Services sector growth eased for the third consecutive month in June amid softer expansion in new business orders, adding to the clamour for further rate cuts by the Reserve Bank.
The Nikkei Services Business Activity index, which maps the service sector activity, fell to 50.3 in June from 51 in May, one of the lowest readings in the current 12-month sequence of above-50 readings.
A reading above 50 represents expansion while one below means contraction.
“The Indian service sector saw a further cooling of growth momentum in June, the third in consecutive months, with a weaker rise in new business leading to a softer expansion in activity,” Pollyanna De Lima, economist at Markit, which compiles the survey, said.

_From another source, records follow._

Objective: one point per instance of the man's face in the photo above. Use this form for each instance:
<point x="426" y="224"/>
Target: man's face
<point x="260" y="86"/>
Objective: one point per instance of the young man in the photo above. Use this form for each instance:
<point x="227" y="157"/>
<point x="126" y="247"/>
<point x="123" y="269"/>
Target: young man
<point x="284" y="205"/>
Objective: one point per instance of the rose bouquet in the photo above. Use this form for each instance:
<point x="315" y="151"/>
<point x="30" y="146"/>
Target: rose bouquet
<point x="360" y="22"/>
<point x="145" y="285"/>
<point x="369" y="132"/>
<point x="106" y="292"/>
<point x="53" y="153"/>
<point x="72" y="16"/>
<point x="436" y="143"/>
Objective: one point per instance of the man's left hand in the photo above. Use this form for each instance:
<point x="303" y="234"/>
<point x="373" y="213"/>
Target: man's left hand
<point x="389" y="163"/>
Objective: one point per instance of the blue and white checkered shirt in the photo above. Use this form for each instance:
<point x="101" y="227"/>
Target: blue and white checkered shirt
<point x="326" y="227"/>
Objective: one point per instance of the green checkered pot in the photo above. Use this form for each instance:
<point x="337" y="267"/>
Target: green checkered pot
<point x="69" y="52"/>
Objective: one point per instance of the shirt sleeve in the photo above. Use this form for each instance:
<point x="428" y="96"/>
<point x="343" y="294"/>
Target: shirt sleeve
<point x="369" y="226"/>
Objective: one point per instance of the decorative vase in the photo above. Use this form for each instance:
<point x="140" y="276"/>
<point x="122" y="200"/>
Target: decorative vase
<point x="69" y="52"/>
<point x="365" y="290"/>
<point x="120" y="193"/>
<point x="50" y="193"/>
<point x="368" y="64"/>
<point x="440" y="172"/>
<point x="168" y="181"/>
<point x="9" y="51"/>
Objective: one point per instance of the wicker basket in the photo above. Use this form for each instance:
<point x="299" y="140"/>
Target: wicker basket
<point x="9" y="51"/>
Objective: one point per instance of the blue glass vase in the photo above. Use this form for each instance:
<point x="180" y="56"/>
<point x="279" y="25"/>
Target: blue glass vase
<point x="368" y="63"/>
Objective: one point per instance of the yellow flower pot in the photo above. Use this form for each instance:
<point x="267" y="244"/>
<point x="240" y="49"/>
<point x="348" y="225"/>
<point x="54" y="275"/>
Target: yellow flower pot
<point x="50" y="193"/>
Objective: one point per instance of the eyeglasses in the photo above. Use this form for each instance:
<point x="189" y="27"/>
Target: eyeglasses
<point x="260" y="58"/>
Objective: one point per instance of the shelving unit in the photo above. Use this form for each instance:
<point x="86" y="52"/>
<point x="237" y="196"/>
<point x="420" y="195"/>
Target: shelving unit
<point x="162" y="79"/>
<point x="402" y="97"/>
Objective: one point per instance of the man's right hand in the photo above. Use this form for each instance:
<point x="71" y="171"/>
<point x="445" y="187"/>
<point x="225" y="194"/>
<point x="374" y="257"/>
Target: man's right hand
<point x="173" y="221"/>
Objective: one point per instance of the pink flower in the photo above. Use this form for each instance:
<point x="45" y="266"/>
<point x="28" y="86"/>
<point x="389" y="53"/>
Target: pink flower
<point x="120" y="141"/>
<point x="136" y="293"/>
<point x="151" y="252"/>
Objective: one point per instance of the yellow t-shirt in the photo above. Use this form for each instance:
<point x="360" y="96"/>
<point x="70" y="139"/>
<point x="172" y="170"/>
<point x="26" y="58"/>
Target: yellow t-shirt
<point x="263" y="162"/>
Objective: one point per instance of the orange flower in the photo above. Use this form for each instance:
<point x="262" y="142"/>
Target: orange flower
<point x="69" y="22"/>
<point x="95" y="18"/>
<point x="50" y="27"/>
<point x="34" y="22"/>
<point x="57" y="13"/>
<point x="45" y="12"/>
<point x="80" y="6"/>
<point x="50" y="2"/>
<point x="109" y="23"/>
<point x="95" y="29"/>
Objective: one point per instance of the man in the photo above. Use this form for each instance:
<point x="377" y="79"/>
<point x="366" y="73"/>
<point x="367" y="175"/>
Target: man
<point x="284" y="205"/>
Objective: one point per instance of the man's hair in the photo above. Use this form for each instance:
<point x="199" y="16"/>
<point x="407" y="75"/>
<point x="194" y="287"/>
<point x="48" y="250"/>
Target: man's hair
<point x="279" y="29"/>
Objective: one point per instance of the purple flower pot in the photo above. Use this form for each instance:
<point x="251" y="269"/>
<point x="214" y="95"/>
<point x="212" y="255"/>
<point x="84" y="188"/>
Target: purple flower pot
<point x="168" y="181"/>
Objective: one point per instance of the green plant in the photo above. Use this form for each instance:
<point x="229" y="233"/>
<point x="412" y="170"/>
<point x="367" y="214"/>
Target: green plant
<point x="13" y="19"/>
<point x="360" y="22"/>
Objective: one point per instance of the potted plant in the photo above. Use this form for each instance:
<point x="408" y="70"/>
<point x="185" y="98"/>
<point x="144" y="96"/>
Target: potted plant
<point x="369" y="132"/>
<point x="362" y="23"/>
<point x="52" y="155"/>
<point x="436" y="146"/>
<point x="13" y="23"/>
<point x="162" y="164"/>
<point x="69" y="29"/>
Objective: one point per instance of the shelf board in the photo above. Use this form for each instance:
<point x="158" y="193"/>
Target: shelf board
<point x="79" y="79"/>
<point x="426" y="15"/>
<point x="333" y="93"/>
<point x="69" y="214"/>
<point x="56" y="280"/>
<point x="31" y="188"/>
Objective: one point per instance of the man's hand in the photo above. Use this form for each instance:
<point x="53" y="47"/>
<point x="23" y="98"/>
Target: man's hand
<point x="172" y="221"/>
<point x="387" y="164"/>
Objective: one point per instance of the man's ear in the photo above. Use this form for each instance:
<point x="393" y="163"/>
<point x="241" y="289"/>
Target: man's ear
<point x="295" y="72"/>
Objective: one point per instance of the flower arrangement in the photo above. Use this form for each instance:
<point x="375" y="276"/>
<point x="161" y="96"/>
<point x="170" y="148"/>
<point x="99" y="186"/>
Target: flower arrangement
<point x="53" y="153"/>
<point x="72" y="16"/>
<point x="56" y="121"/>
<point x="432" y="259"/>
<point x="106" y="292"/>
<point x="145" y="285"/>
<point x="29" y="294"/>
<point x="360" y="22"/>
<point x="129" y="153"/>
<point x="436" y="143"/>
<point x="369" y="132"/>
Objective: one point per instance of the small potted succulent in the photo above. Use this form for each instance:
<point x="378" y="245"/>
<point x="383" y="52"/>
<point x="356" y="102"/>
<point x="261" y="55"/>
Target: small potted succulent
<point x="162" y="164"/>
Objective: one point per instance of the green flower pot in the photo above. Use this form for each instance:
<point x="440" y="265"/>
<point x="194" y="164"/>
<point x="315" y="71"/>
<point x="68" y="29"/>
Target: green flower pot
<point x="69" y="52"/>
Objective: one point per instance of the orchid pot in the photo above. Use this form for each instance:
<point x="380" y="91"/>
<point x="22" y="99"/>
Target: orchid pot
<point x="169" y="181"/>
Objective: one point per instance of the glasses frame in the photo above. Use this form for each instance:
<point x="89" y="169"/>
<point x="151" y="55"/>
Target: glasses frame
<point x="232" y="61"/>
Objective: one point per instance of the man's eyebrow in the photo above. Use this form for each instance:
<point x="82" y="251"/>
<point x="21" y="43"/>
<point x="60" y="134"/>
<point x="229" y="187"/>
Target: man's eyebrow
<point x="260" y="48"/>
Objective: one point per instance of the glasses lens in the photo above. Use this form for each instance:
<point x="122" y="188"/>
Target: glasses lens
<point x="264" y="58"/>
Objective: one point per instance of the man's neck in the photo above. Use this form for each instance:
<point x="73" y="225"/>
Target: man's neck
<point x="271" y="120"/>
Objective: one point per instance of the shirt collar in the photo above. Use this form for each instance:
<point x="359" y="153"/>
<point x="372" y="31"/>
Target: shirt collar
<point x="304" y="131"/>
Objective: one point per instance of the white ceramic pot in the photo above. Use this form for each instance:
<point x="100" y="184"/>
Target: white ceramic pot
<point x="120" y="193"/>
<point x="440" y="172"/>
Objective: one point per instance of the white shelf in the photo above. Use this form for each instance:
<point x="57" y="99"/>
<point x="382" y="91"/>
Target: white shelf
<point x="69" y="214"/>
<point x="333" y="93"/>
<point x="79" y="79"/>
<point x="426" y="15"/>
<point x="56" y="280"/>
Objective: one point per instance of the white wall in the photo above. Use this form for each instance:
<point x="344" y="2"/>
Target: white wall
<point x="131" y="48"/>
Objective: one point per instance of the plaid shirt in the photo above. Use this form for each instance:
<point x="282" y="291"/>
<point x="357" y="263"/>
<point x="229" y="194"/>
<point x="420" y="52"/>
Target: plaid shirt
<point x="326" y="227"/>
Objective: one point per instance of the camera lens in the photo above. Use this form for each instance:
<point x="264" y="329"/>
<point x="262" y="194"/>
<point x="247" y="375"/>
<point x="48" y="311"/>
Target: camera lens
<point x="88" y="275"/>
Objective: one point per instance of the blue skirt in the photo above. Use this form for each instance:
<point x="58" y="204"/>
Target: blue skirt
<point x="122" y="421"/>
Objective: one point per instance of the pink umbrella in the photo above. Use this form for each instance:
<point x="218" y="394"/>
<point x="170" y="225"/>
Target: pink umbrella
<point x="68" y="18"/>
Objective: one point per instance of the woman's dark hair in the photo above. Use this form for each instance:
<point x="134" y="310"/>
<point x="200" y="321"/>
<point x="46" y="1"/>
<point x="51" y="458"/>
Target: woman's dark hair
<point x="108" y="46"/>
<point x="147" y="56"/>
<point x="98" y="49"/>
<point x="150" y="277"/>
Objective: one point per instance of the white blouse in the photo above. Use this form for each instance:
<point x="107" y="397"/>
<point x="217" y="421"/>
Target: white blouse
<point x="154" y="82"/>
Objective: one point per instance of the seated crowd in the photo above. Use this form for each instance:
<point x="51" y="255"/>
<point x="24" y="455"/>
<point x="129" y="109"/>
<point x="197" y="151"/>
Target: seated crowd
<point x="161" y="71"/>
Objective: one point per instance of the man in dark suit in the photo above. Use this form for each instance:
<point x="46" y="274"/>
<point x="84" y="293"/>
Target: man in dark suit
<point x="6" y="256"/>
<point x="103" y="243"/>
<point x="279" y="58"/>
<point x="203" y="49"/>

In its policy review meet in June, RBI Governor Raghuram Rajan kept interest rates intact, citing rising inflationary pressure, but hinted at a reduction later this year if good monsoon helps ease inflation.
The industry is still hopeful of further rate reduction from the apex bank to boost investment.
On the jobs front, Indian service providers signalled a slight increase in staffing levels during June.
Moreover, future expectations dipped to the lowest since February, highlighting concerns regarding the sustainability of the economic upturn, Lima added.
Meanwhile, the Nikkei India Composite PMI Output Index, which maps both manufacturing and services sectors, rose to 51.1 in June from 50.9 in May, but remained below its long-run average and pointed to a slight pace of expansion.
“Although manufacturing shifted to a higher gear in June, variables such as new orders, employment and production stayed below their respective long-run averages,” Lima said.
Lima further noted that “India remains a leading performer within emerging markets at a time when many of its peers are struggling.”
The Indian economy grew at 7.9 per cent in the fourth quarter of 2015-16, taking the overall GDP growth to a five-year high of 7.6 per cent in the fiscal.